Kemunculan lagu itu mendapat kritikan dari Amanda Hess lewat tulisannya yang tayang di surat kabar Washington City Paper.
“Taylor Swift menyanyikan lagu-lagu tentang perempuan harus menunggu, menjadi seorang putri, dan menangis untuknya 'Romeo'. Dan berharap Romeo untuk menyelamatkannya dari ayahnya, yang sangat kejam. Kemudian, dia membuat video untuk lagu-lagu ini di mana dia benar-benar menunggu di menara gading untuk pangerannya datang,” ujar Amanda Hess dalam tulisannya.
Kritikan itu kemudian dijawab oleh Taylor Swift pada tahun 2012 melalui The Daily Beast.
“Saya tidak benar-benar memikirkan hal-hal sebagai pria versus wanita. Saya tidak pernah.
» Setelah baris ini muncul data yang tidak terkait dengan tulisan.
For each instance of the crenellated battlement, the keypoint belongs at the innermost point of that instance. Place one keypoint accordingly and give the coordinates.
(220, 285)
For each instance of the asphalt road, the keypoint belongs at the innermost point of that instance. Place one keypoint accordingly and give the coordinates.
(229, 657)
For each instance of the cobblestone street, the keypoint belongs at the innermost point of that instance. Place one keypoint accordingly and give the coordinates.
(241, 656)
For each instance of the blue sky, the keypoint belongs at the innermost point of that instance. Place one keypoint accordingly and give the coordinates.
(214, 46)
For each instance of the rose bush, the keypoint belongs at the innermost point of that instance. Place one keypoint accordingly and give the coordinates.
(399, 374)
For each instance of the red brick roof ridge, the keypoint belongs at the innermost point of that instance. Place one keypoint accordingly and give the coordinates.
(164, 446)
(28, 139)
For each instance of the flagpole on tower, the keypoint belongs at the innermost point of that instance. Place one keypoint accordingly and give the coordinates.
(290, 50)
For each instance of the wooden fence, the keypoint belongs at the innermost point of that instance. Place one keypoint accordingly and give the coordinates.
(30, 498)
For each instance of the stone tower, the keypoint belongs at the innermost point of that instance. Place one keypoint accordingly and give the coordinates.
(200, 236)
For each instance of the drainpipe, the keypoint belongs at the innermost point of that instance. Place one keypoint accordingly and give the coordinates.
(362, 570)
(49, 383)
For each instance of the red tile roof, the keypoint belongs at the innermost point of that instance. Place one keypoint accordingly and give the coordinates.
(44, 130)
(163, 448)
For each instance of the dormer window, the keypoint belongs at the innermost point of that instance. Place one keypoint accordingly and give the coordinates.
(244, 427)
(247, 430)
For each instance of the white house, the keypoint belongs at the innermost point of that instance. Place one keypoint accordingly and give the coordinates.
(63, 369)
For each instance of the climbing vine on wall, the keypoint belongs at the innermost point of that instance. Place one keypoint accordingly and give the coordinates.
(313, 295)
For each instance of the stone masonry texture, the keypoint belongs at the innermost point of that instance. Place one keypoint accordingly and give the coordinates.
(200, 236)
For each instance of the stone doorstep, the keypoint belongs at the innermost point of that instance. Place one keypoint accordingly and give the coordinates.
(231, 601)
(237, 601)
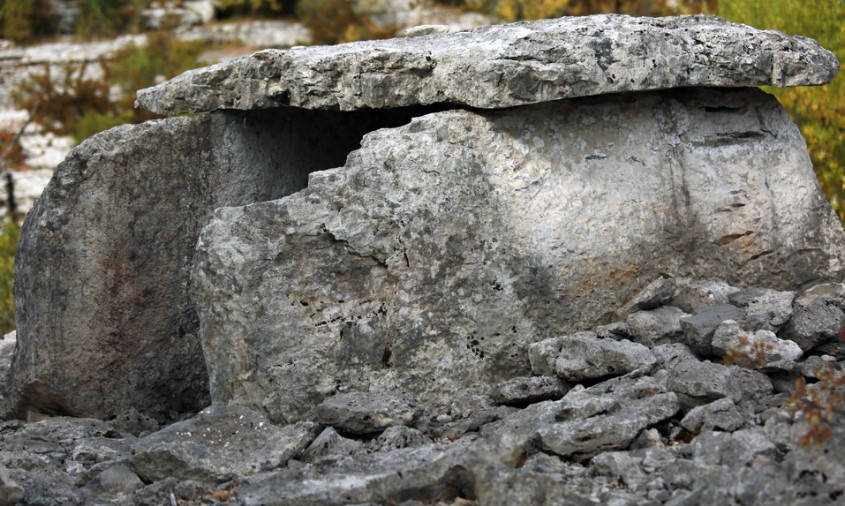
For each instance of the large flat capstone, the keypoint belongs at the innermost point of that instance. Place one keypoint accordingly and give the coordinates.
(507, 65)
(443, 248)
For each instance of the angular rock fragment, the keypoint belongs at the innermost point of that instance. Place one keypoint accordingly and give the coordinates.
(758, 350)
(657, 326)
(366, 412)
(694, 294)
(399, 436)
(819, 315)
(583, 355)
(583, 433)
(422, 473)
(509, 65)
(391, 272)
(721, 414)
(701, 382)
(655, 294)
(698, 328)
(764, 309)
(102, 270)
(219, 444)
(529, 389)
(330, 444)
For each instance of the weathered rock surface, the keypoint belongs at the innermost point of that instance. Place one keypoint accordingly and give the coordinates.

Saya dibesarkan oleh orang tua yang membesarkan saya untuk berpikir jika Anda bekerja sekeras laki-laki, Anda bisa melangkah jauh dalam hidup,” kata Taylor Swift saat itu.
Dua tahun kemudian tepatnya tahun 2014, Taylor Swift mendeklarasi dirinya sebagai seorang feminis.
Sejak saat itu ia banyak belajar dan membaur dengan artis feminis lainnya seperti Beyonce, Lorde, Emma Watson, dan Chloe Grace Moretz.
Namun Taylor Swift membawa kata "intersectionality" ke dalam budaya pop mainstream ketika ia dan Nicki Minaj memperdebatkan nominasi MTV Video Music Award.
Nicki Minaj mengeluh di Twitter bahwa video musik "Anaconda" banyak yang berkomentar "melecehkan", sedangkan "Bad Blood" di album 1989 milik Taylor Swift mendapat komentar positif.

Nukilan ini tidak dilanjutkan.